Scenes from an Exhibition
[slider_pro id=”37″]
Last night the herd ran to the art fairs, but the quality in New York City’s Latin art world was up on East 57th Street at the opening of Graciela Iturbide (Mexico City, 1942) at Throckmorton Fine Art. The 71 year-old Iturbide, a world-renowned artist, is the protege of the father of Latin American photography Manuel Álvarez Bravo. Since his passing in 2002, she has carried the torch of the most revered interpreter of the Mexican spirit. Michael Brand, Director at the J. Paul Getty Museum has called Iturbide, “The heir to all that is best about the tradition of subjective photography in Mexico.”
There was a tender moment early in the evening when a gray-bearded fellow approached Iturbide. He was just another gallery visitor, but when he spoke recognition flashed across Graciela’s face, brought forth a warm embrace and the word, “Maestro.” The fellow was photographer Larry Siegel, Graciela’s first photography teacher. Siegel had been hired to document the preparations for the 1968 Summer Olympics in Mexico City and Graciela attended a photography workshop held in his home. After the embrace Siegel looked into Graciela’s sparkling eyes and said, “I came to see how far you went.”
The young woman Siegel remembered from Mexico City went very far indeed. Winner of the Grand Prize Mois de la Photo (Paris, 1988), a Guggenheim Fellowship (1988), and a Hasselblad Award (2008), Iturbide is in many permanent collections and has been the subject of many important solo exhibitions including at the Centre Pompidou (1982), J. Paul Getty Museum (2007), and the Museo Amparo (2013). The Throckmorton exhibition coincides with a year-long show at London’s Tate Modern.
Graciela is best known for her work with the Seri Indians living near the Sea of Cortes, her bleak landscapes of the American South, and photos of matriarchs from the Juchitan culture in southern Mexico. For a child of the 1940s, Iturbide’s work and support of feminist causes is exceptional. Mexican women of that time weren’t supposed to do anything but raise children. It takes a special spirit to break those boundaries.

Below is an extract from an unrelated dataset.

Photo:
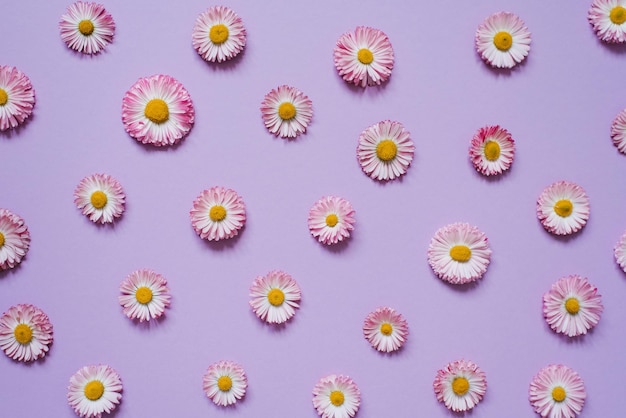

From her base in the heart of Mexico, Iturbide is one of those artists who has gone universal. This tiny woman now works all over the world. She has the gift of capturing people and landscapes in all their honest simplicity.
Iturbide finds the beauty in every scene, even the most mundane. The images tell stories that are not obvious at a quick glance. Looking at a Graciela Iturbide photograph is almost a form of meditation.
One of my favorite images is three children playing in a pond. Their heads stick out of the mud like stalks of young corn with expressions of cool, caution and wonder. Frozen forever, eternally inviting, you almost want to jump in yourself.
Graciela works only in film. We notice a difference in the quality of the work of film photographers and digital photographers, or at least artists who started with film. Spencer Throckmorton, a New York fine art photography dealer for almost 30 years explained, “Many of today’s digital photographers point and shoot and think that makes them a great artist, but the camera does all the work. Film photographers have to manage the light. This forces a unique moment of contemplation. This is what you see in the photographs.”
Glitterati fine art publisher Marta Hallett commented, “Graciela’s work is so Mexican, being realistic and mystical at the same time. There is almost a religious quality in the photographs.”
Some of Iturbide’s photos make you think, some make you dream, and many make you smile. If you grew up in Mexico or the American Southwest, she will take you back to a dry, dusty, familiar place inside yourself. In her work, Graciela has the gift of breaking the boundaries between artist and subject. Her prints are equally not limited by the boundaries of two-dimensional space, but tend to leap beyond the rectangles of the picture into a universe of deeper meaning.
Iturbide’s subjects open up so much to her, you wonder how she does it. At dinner after the opening, one of the guests kept praising Iturbide as a saint to which Graciela finally replied, “I am not a saint. How do you think I made those photographs?”
We asked Graciela what the master Bravo gave to her. After a moment of reflection, she gave a simple answer, “He taught me about life.” Iturbide’s photos can teach you about life. It is rare for gelatin silver to express so much humanity.
Throckmorton Fine Art
145 East 57th Street, 3rd Floor
New York NY 10022
(between Third Ave & Lexington)
(212) 223-1059
NOVEMBER 14, 2013 ~ JANUARY 11, 2014
Tuesday-Saturday 11am to 5pm
Throckmorton Fine Art
Graciela Iturbide’s Web Site
One last thing, the next exhibition at Throckmorton is a collection of rare vintage photographs that Manuel Álvarez Bravo left to his son which Spencer Throckmorton has acquired. Bravo only found fame at the end of his career. Early on he couldn’t afford to print very much, so this collection is very special. In back-to-back exhibitions, you can contemplate the student and the teacher. Coming January 16th ~ March 1st, 2014.